Are STEM majors worth it?

On the earnings data, yes. STEM is the highest-paying category, averaging about 77,500 dollars four years out, and even its lower-paying fields out-earn most majors elsewhere. The main caveat is fit: the coursework is demanding, so genuine interest matters.

Which STEM major pays the most?

Engineering technology leads at about 94,000 dollars four years out, with computer science close behind near 92,000. Engineering follows around 87,000. The gap between the top and bottom STEM fields is real but the whole category pays well.
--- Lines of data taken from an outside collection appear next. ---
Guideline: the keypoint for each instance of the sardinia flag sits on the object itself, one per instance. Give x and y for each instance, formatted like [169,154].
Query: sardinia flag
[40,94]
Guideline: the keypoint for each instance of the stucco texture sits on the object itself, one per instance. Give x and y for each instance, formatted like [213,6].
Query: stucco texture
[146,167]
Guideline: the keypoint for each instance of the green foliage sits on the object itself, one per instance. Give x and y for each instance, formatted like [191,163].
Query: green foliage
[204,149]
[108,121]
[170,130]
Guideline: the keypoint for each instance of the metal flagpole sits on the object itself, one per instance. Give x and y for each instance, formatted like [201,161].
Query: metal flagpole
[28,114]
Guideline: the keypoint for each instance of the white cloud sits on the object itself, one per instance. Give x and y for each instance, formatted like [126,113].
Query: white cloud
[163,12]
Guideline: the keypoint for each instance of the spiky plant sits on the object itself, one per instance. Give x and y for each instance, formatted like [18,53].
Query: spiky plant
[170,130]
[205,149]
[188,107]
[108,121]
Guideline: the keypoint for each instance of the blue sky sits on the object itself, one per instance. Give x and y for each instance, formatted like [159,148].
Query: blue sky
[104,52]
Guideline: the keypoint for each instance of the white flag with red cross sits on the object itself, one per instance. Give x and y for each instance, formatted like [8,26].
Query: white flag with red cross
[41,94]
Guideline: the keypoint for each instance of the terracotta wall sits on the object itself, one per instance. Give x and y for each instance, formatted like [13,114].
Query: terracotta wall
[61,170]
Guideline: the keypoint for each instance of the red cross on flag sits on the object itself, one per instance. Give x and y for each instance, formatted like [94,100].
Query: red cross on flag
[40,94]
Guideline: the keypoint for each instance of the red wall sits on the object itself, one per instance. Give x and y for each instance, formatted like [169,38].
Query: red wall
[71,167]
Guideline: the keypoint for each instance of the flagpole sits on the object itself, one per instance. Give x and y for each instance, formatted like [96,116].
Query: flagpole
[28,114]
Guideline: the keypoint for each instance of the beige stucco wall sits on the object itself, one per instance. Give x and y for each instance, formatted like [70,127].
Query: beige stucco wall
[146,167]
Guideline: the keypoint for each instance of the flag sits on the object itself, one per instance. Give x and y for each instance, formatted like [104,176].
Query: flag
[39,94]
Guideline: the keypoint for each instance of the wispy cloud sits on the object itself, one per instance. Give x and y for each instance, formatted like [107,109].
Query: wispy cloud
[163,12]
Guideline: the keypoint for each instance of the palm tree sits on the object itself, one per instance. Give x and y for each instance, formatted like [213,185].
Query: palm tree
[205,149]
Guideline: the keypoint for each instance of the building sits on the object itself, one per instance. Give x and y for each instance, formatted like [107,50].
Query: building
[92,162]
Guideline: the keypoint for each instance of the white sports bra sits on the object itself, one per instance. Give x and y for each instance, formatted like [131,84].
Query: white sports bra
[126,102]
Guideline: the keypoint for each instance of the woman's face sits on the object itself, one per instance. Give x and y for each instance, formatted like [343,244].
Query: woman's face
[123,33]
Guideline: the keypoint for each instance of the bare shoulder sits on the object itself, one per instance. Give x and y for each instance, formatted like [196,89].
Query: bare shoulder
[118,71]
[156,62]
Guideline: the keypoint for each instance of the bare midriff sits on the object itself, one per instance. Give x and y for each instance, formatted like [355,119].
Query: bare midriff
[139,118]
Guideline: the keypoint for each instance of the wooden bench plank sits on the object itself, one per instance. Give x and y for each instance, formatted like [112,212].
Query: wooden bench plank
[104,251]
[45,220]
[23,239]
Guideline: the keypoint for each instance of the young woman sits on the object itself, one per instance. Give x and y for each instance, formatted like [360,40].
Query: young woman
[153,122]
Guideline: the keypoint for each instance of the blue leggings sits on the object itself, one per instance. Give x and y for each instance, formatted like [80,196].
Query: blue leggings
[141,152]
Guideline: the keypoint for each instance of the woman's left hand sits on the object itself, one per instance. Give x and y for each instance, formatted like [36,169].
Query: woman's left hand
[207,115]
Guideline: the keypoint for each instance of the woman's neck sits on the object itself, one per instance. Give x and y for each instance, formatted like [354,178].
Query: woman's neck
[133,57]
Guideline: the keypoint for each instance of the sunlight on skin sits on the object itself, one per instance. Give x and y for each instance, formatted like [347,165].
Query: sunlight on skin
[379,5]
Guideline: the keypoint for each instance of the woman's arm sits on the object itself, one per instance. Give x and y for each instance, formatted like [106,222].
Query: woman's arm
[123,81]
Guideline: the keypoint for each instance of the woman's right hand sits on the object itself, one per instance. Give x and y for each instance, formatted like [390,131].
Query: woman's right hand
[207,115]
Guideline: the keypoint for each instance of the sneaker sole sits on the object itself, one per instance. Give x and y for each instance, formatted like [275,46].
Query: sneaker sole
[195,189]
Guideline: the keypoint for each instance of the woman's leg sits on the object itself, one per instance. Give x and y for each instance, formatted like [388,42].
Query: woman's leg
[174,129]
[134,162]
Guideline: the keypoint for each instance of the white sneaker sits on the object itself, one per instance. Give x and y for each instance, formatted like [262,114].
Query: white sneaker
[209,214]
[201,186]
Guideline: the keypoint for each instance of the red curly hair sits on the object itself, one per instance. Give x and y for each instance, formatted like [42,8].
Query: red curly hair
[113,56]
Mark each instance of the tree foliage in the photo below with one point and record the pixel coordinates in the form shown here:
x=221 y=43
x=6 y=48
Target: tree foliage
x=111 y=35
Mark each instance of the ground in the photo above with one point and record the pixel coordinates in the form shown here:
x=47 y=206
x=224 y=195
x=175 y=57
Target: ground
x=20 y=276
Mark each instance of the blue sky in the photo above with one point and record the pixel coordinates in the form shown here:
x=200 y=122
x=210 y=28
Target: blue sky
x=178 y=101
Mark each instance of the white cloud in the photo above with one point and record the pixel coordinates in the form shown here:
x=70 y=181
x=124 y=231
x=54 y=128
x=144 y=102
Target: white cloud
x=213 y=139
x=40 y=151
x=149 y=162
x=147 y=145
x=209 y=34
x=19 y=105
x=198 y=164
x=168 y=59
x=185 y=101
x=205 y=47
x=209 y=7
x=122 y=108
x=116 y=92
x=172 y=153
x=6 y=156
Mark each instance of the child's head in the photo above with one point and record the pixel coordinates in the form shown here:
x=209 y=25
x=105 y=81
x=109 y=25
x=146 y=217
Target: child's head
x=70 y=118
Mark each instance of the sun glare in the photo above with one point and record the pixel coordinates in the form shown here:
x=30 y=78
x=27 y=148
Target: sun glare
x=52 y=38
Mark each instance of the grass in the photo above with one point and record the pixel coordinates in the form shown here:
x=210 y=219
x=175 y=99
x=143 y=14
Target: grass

Do STEM majors have good job growth?

Several do. Computer science and mathematics both pair top-tier pay with roughly 10 percent projected job growth, among the strongest combinations of pay and demand in any category.

What is the lowest-paying STEM major?

Physical sciences sits at the lower end of STEM, around 65,000 dollars four years out. That is still higher than the average for most other categories, which is what makes STEM's floor so notable.

Is computer science a good major?

By the numbers, it is one of the best: about 92,000 dollars four years out paired with roughly 10 percent job growth. Few fields combine pay and demand as strongly, though the coursework and competition are demanding.

Do you need to be a genius for STEM?

No, but the coursework is rigorous and builds on itself, so consistent effort and genuine interest matter more than raw talent. Students who enjoy problem-solving and stick with the math sequence tend to do well.